La Costa Daurada concentra el 60% de compras extranjeras
El informe del mercado inmobiliario 2025-26 de Engel & Völkers sitúa a los compradores extranjeros como actores mayoritarios en la Costa Daurada. Franceses, alemanes, suizos, belgas y neerlandeses encabezan unas operaciones que ya representan seis de cada 10 compraventas en la zona.
Ese peso convive con una realidad distinta en Tarragona capital. Allí, los compradores nacionales mantienen el 67% de las operaciones en un mercado que mezcla demanda para vivir e inversión, con un comportamiento menos volcado al cliente internacional que en el resto del litoral.
Además del origen de la demanda, cambia también el tipo de compra. El mercado costero evoluciona desde un perfil principalmente vacacional hacia otro más estable, vinculado a familias y a residencia habitual, una transición que también se refleja en municipios con actividad sostenida como Salou, Miami Platja y L’Ametlla de Mar.
Cambrils alcanza 3.800 euros por metro en Centro-Puerto
Cambrils marca algunos de los valores más altos del entorno. La zona de Centro-Puerto alcanza un precio medio de 3.800 euros por metro cuadrado, por encima de la primera línea de mar, donde el valor medio se sitúa en 3.595 euros.
En otros puntos del litoral, la demanda se concentra en productos muy concretos. Los compradores buscan sobre todo pisos con terraza y viviendas unifamiliares con jardín y piscina, un patrón que sostiene la actividad en Salou, Miami Platja y L’Ametlla de Mar.
Con menos inmuebles en el mercado, la competencia se intensifica en las áreas más demandadas. La oferta de vivienda se ha reducido cerca de un 15%, una caída que presiona tanto las compraventas como el alquiler, sobre todo en las zonas próximas al mar.
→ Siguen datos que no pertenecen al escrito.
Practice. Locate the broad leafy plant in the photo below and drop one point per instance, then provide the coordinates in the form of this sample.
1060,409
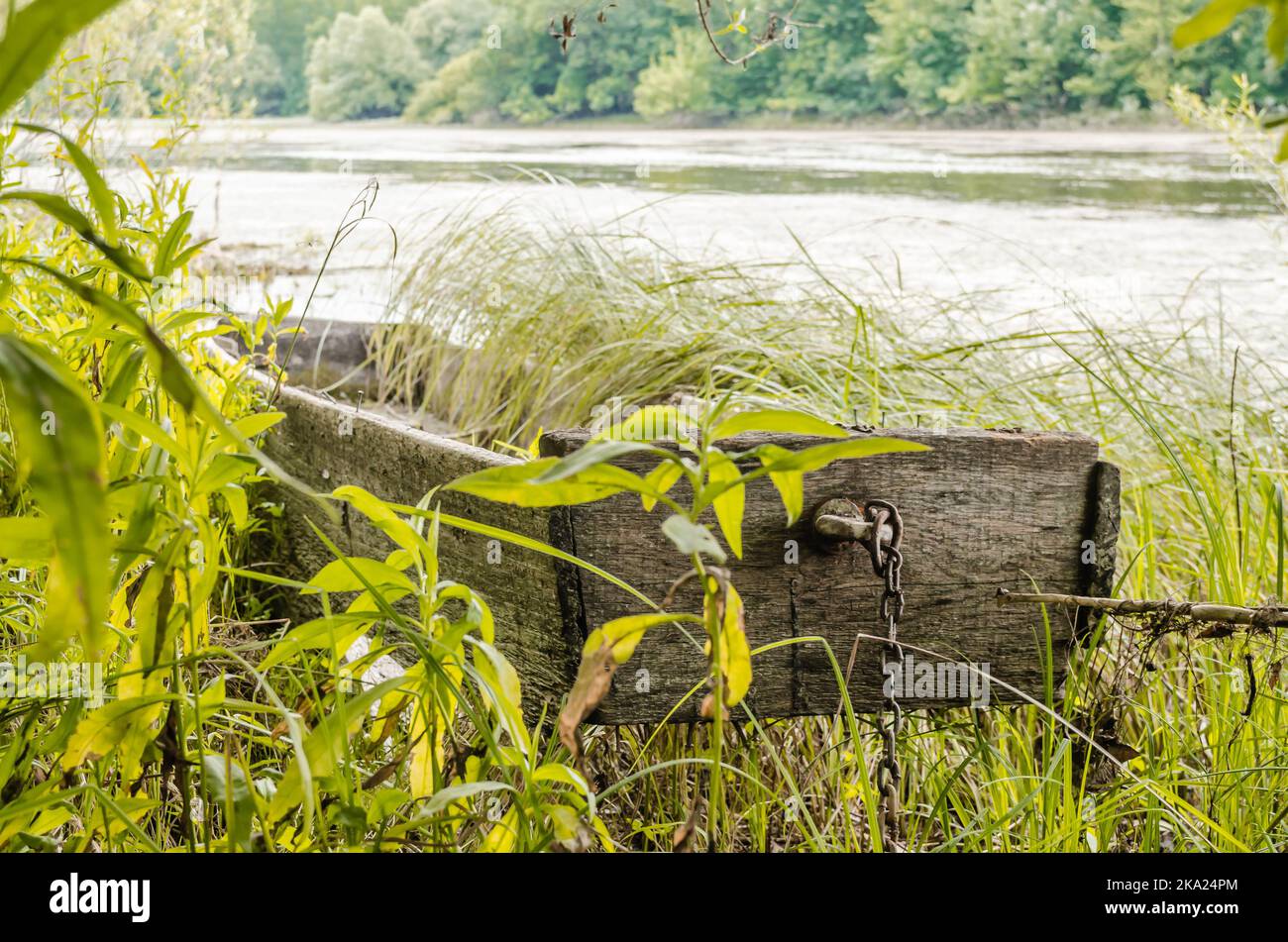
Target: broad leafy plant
700,451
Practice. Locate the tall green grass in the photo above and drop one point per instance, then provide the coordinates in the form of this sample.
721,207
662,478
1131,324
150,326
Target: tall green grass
511,326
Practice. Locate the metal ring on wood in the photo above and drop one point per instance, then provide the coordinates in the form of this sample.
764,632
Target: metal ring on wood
840,523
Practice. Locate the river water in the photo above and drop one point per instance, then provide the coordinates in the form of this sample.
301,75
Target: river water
1125,227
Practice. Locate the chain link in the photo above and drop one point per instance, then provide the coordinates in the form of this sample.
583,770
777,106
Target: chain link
888,563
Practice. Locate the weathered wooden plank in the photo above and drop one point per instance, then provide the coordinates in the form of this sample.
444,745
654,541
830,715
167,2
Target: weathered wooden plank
983,510
1100,554
325,446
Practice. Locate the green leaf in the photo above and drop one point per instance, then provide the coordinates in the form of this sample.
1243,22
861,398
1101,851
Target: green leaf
790,484
651,424
515,484
30,540
99,194
102,730
660,481
339,576
820,456
730,502
60,455
35,35
339,631
59,209
455,792
1209,22
384,519
323,748
588,457
692,538
622,635
777,421
178,382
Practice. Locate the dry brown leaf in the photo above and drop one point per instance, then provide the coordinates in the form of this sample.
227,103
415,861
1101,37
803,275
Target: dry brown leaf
593,679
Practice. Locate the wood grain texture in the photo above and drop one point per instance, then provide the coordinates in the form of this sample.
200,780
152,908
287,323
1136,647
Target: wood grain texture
402,465
982,510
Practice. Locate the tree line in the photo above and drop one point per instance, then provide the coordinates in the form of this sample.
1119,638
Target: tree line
446,60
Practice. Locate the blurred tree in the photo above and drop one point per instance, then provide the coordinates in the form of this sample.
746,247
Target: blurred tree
1021,55
446,29
364,67
917,47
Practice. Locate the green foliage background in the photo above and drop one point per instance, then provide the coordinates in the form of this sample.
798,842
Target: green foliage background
966,59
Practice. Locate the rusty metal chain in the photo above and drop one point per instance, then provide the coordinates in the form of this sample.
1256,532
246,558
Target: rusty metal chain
888,563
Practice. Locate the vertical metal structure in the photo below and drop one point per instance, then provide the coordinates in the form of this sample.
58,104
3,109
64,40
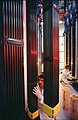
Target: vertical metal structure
67,47
11,60
51,53
32,57
73,44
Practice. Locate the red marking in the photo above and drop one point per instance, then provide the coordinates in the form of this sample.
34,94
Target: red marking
33,52
56,58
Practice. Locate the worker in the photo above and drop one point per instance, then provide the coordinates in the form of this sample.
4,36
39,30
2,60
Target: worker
66,74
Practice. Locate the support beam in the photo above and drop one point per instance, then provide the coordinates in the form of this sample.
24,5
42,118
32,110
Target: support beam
51,55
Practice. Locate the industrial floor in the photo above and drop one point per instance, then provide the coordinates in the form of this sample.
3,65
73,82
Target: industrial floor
64,114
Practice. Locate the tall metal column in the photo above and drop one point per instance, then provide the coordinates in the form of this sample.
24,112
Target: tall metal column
67,48
51,54
32,57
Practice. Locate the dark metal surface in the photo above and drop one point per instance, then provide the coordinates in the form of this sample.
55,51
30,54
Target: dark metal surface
11,61
51,54
32,60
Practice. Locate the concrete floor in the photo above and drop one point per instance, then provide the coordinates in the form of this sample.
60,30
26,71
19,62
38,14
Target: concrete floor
64,114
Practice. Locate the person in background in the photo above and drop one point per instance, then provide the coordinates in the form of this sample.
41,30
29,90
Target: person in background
38,91
66,74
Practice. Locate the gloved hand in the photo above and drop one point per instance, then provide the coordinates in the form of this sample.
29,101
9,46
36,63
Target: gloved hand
36,91
70,72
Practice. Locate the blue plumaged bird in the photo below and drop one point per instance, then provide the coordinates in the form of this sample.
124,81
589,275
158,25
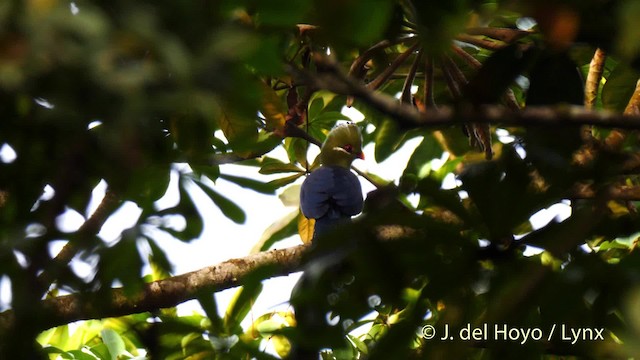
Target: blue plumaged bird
332,194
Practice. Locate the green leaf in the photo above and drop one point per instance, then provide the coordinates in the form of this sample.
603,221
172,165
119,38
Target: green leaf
286,181
291,196
280,229
388,139
619,87
428,150
275,166
258,186
228,207
240,305
160,265
114,343
240,129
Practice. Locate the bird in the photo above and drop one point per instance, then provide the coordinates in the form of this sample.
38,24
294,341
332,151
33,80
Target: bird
332,194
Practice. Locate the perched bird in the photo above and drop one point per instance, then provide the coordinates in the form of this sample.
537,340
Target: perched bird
332,194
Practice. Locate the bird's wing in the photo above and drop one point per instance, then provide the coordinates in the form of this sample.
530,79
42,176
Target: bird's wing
332,191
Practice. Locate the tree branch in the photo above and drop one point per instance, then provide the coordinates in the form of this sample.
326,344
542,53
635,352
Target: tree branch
87,231
336,80
163,293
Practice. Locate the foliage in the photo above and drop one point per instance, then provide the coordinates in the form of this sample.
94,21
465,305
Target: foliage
122,91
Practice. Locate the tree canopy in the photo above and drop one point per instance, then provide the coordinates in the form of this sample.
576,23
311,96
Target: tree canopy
528,104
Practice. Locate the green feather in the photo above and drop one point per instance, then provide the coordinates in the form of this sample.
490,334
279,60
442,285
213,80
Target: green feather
342,146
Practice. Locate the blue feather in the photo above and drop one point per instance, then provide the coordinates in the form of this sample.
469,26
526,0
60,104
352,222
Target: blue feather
331,195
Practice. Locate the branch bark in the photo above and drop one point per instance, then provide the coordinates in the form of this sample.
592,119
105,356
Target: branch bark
336,80
163,293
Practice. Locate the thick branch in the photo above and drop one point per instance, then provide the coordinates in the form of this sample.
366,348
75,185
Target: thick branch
163,293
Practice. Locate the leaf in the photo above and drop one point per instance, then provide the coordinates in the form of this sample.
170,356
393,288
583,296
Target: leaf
228,207
160,265
361,346
273,109
240,130
619,87
258,186
240,305
388,139
305,228
281,345
114,343
428,150
186,208
281,229
285,181
275,166
291,195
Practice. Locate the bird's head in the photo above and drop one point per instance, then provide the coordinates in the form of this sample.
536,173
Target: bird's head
342,146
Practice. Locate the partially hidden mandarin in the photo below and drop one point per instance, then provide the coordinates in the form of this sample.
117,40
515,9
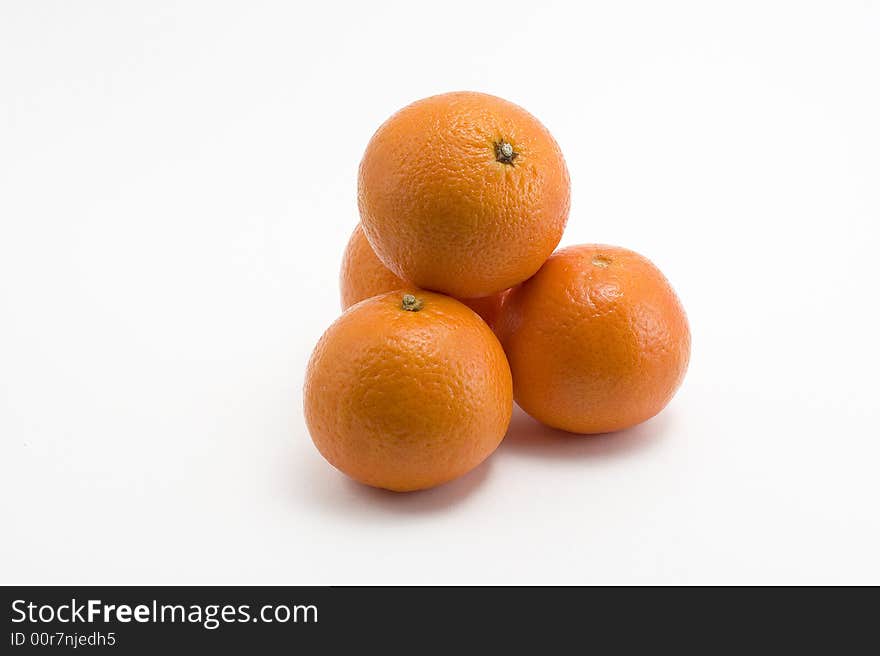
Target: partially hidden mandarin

El alquiler sube con menos oferta cerca del mar
El encarecimiento no se limita a la venta. El mercado del alquiler mantiene una tendencia al alza por la escasez de oferta, una situación más visible en los entornos costeros donde la disponibilidad es menor y la demanda se reparte entre residencia permanente e interés inversor.
En Tarragona capital, ese equilibrio entre compra para vivir y compra como inversión mantiene un comportamiento diferenciado respecto a otros municipios del litoral. En la ciudad, los compradores nacionales concentran el 67% de las operaciones, frente al predominio extranjero que define buena parte de la Costa Daurada.
El informe de Engel & Völkers fija en Cambrils el dato más concreto de esa presión de precios, con 3.800 euros por metro cuadrado en la zona Centro-Puerto.